Tuesday, February 16, 2016

Lenten Discipline Progress Report: Week 1

First, the good news.  I am reading my way through Henri Nouwen's Show Me the Way:  Readings for Each Day of Lent.  I read it after I read the morning prayers in Phyllis Tickle's The Divine Hours.  It fits nicely with a daily discipline that I already follow.

However, this pilgrim is not doing well with her plan to color on sheets that give me a circle or a square for each day of Lent.  The spaces are too small, and my markers have too broad a stroke.

And frankly, adding another daily discipline to my life--in retrospect, I'm seeing the error of this plan.  But I would like to play more with color and markers.  Should I go to the store and get the perfect notebook?  The one that I have that I'm using as my weekly journal that keeps up with my goals and progress--I'd like something like that.

But do I really need to go to the store?

So, I have returned to the arts and crafts bookcase, and sure enough, I have some old sketchbooks.  They feel almost too big, but maybe the 6 x 8 sheets will be a good antidote to the too-small circles and squares.

The other problem I have with restrictive daily disciplines is that they may edge out the serendipitous discoveries that could come my way.  I had no plans to read The Fellowship:  the Literary Lives of the Inklings  by Carol Zaleski and Philip Zaleski as part of my Lent.  But it's a wonderful Lenten journey.  It's about the literary and spiritual lives of C. S. Lewis and J. R. R. Tolkien and their circles.

I find it curious that I can read this book and feel absolutely no desire to read the works of these writers.  I have a fondness for some of the theology of Lewis, and I spent my childhood years devouring the Narnia series.  I read The Hobbit, and although I enjoyed it, I couldn't make my way through any other Tolkien work.

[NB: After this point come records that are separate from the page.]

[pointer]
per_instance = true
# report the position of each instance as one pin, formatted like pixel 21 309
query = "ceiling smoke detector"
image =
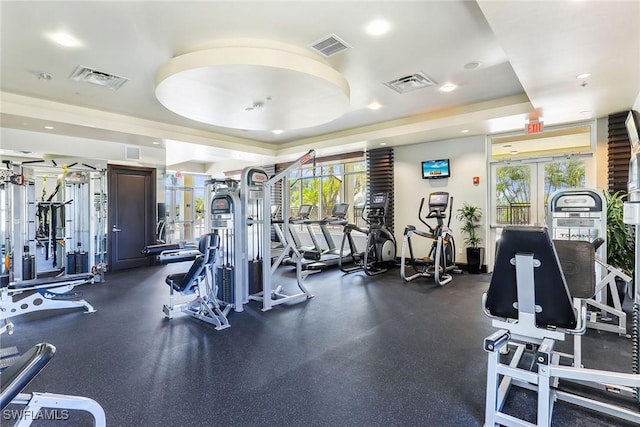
pixel 329 45
pixel 410 83
pixel 100 78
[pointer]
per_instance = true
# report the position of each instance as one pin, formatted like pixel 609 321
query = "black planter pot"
pixel 475 258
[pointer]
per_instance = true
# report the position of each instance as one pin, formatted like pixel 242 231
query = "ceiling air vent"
pixel 411 82
pixel 88 75
pixel 132 153
pixel 329 45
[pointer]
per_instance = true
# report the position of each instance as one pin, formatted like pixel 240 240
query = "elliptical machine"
pixel 440 262
pixel 380 249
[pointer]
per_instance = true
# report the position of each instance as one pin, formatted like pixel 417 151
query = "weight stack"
pixel 225 281
pixel 255 276
pixel 28 267
pixel 70 266
pixel 82 262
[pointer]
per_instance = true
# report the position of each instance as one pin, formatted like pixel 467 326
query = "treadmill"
pixel 317 259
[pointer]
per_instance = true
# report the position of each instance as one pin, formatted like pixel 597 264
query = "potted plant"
pixel 620 238
pixel 470 216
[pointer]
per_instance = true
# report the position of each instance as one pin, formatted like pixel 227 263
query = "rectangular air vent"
pixel 410 83
pixel 329 45
pixel 132 153
pixel 88 75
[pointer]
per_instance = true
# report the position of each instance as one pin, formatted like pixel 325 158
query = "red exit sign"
pixel 534 126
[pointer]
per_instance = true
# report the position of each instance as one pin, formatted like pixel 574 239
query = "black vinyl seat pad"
pixel 551 292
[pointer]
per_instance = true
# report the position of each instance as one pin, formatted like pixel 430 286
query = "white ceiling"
pixel 530 53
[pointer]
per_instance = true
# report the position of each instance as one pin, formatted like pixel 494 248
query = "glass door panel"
pixel 512 194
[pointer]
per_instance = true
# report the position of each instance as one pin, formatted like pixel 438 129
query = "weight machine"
pixel 534 304
pixel 440 262
pixel 380 249
pixel 200 280
pixel 82 225
pixel 257 192
pixel 579 214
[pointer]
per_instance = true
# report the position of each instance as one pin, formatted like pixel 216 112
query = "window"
pixel 333 182
pixel 185 213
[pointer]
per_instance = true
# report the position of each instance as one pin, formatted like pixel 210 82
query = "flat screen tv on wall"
pixel 436 169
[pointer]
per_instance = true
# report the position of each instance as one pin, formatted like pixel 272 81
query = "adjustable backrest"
pixel 189 279
pixel 552 299
pixel 578 262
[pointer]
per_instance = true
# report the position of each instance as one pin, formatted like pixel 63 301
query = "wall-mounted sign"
pixel 534 126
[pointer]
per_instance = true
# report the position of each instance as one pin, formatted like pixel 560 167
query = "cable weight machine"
pixel 257 193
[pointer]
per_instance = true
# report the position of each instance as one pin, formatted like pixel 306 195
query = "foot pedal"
pixel 9 351
pixel 8 361
pixel 8 356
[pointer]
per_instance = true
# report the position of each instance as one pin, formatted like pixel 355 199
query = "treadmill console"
pixel 304 211
pixel 340 210
pixel 378 205
pixel 438 201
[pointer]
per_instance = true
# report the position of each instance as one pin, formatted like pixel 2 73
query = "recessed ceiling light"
pixel 448 87
pixel 378 27
pixel 64 39
pixel 472 65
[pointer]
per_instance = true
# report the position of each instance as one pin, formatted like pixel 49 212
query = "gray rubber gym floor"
pixel 363 352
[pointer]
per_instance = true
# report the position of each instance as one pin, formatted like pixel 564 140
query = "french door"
pixel 521 188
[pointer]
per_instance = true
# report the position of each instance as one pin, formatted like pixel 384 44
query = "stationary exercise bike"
pixel 440 262
pixel 380 249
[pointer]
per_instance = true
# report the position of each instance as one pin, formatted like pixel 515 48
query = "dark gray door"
pixel 132 217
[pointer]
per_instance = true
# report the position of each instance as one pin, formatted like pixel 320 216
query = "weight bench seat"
pixel 152 250
pixel 552 298
pixel 186 283
pixel 51 281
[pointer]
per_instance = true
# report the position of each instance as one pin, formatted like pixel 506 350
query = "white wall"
pixel 468 159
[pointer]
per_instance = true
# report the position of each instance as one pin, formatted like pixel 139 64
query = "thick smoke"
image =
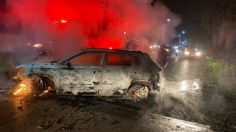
pixel 64 26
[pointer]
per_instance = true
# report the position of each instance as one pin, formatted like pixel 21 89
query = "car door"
pixel 116 76
pixel 83 74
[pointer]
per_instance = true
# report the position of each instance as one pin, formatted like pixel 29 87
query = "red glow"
pixel 94 18
pixel 63 21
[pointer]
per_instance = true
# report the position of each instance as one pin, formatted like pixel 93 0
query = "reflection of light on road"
pixel 185 67
pixel 184 85
pixel 189 85
pixel 196 85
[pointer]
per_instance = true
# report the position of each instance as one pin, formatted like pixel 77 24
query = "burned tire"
pixel 138 92
pixel 38 86
pixel 41 86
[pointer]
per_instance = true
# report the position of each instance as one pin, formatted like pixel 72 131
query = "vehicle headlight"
pixel 167 50
pixel 186 53
pixel 198 53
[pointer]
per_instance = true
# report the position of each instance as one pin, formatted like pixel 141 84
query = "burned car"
pixel 92 72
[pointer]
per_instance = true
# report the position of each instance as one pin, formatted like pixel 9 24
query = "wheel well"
pixel 145 83
pixel 47 81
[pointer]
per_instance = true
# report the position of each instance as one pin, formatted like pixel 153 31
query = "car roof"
pixel 102 50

When I read Paul Elie's The Life You Save May Be Your Own, I immediately went back to Flannery O'Connor (who, truth be told is never far from my thoughts) and Thomas Merton.  I wanted to read Dorothy Day and Walker Percy.  It was a different experience from The Fellowship.

It's good to remember that we are still in the early days of Lent.  There is still hope for our Lenten disciplines.